Tunnel cave-in leads to Hanford site emergency

10 May 2017

The collapse of a section of tunnel in which contaminated materials are stored led to an emergency being declared yesterday at the US Department of Energy's (DOE's) Hanford Site in Washington State. No contamination has been detected following the cave-in.

Hanford tunnel collapse - May 2017 - 460 (DOE)
The hole in the tunnel roof at Hanford (Image: DOE)

Hanford was the site of US military plutonium production activities from 1943 until 1987. The site - with nine nuclear reactors and associated processing facilities - is now managed by the DOE's Richland Operations Office, which is responsible for the cleanup of all remaining waste streams at the site.

Two tunnels were constructed in the 1950s and 1960s next to the former Plutonium Uranium Extraction Plant (PUREX) located in an industrial area near the centre of the Hanford Site called the 200 East Area. The tunnels - constructed of wood and concrete and covered with about 2.5 meters of soil - were built to hold rail cars that were loaded with contaminated equipment. One tunnel, about 110 meters long, contains eight rail cars loaded with contaminated equipment. This tunnel leads into a longer tunnel that contains 28 rail cars loaded with contaminated equipment. The tunnels were sealed in the mid-1990s and are checked periodically.

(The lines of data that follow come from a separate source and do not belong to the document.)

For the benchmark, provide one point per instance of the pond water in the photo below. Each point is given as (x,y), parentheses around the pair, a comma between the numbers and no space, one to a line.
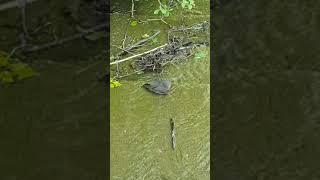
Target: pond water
(140,121)
(266,90)
(52,126)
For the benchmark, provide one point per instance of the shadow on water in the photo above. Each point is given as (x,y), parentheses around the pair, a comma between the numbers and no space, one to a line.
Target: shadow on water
(141,145)
(267,83)
(52,126)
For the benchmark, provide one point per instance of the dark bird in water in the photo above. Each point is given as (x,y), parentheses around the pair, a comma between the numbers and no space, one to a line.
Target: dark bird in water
(159,87)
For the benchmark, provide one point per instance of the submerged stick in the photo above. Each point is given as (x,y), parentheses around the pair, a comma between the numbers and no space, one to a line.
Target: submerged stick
(139,43)
(137,55)
(173,134)
(12,4)
(67,39)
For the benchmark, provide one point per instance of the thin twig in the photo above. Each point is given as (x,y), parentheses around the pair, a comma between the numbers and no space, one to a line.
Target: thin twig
(137,55)
(139,43)
(67,39)
(132,7)
(123,49)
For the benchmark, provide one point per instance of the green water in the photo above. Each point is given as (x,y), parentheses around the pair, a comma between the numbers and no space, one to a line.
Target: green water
(140,121)
(52,126)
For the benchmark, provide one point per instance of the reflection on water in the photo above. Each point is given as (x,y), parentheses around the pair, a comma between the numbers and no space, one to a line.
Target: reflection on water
(266,117)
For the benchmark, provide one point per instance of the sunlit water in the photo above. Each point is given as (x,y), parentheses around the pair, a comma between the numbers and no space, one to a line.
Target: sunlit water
(140,120)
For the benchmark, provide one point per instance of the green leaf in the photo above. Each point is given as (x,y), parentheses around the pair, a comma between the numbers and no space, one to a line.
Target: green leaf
(183,5)
(133,23)
(21,71)
(6,77)
(163,11)
(3,62)
(200,55)
(156,11)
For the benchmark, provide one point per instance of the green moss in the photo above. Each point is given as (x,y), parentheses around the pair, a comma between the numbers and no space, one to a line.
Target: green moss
(11,70)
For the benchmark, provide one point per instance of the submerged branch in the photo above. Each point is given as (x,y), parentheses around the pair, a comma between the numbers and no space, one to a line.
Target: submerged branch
(64,40)
(137,55)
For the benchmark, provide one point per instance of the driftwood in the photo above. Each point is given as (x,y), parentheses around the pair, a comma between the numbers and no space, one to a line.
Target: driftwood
(178,48)
(137,55)
(13,4)
(64,40)
(138,44)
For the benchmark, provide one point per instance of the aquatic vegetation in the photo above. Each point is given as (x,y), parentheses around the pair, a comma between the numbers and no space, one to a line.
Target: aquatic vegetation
(187,4)
(11,70)
(200,55)
(133,23)
(114,83)
(165,10)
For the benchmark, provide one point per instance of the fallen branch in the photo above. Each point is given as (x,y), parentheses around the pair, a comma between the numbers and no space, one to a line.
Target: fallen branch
(137,55)
(67,39)
(138,44)
(12,4)
(132,7)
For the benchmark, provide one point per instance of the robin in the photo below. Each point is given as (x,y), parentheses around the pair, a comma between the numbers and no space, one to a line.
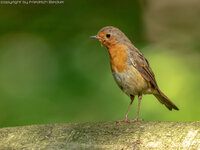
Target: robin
(130,69)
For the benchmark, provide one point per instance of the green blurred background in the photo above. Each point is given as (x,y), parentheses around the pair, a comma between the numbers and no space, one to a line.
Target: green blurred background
(52,72)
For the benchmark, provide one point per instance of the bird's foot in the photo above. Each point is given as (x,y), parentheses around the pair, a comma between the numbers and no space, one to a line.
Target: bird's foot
(126,120)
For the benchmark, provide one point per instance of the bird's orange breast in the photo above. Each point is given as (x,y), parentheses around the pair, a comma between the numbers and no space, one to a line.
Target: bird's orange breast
(118,58)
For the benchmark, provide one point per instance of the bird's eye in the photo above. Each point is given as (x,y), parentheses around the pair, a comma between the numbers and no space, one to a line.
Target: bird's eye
(108,35)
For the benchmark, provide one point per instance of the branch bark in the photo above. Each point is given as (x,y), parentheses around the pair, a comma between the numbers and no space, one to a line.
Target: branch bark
(103,135)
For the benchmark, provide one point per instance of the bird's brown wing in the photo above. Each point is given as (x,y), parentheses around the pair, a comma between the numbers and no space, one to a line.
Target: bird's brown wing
(142,65)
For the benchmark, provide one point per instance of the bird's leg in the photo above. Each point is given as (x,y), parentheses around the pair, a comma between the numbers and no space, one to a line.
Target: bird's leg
(126,117)
(137,117)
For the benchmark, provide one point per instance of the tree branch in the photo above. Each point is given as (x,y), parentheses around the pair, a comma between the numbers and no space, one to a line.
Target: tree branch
(104,135)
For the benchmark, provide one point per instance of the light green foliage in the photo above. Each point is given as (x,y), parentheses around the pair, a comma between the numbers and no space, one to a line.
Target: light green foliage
(51,71)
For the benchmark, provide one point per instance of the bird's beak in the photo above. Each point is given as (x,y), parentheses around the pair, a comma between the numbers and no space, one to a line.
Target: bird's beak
(95,37)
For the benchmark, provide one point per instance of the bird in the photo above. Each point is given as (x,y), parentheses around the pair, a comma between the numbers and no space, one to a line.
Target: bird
(130,69)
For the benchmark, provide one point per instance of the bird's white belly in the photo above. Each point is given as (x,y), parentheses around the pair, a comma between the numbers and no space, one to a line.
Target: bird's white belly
(131,82)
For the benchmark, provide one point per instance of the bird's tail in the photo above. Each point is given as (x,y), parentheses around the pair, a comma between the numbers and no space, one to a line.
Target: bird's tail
(165,100)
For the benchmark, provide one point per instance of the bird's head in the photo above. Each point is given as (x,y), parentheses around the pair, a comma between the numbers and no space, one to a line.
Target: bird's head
(110,36)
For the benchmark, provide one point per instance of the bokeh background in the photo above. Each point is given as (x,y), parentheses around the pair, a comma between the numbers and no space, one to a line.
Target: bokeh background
(52,72)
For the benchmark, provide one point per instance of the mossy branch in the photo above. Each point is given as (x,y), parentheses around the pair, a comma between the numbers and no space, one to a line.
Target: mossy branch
(103,135)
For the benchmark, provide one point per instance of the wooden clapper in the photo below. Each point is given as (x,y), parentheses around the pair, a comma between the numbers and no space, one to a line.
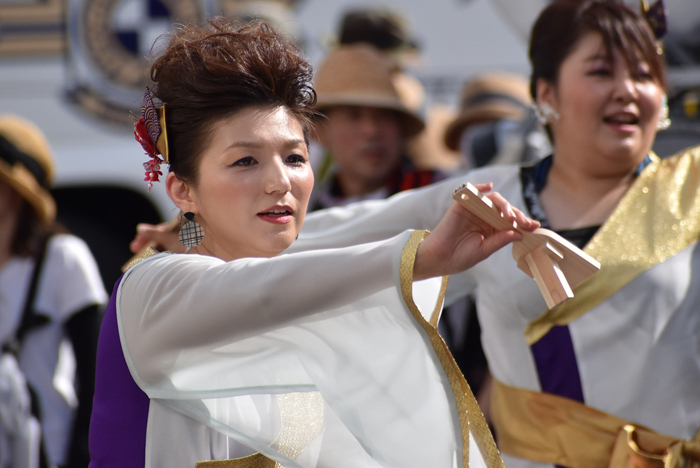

The Richland Operations Office declared an alert at the Hanford site at around 8.30am yesterday after workers discovered that a 20-foot (6-meter) section of the shorter tunnel had collapsed. An alert is the lowest level of emergency classification and is declared when an event is not expected to affect personnel outside of the facility boundary. The alert led to the precautionary sheltering of employees in the vicinity of the PUREX plant. The shelter in place order was lifted after a few hours after no contamination had been detected.

The alert was later expanded to a site area emergency. A site area emergency is declared when the event is affecting or could potentially affect personnel beyond the facility boundary but not beyond the boundary of the Hanford Site. Only employees essential to minimum safe operations are currently on the affected part of the Hanford site.

Workers have begun preparations to fill the hole created by the cave-in with clean soil in order to stabilize the tunnel.

Destry Henderson, spokesperson with the Hanford Emergency Center, said: "Emergency responders will remain in scene for the time being to ensure the site remains secure as recovery plans continue."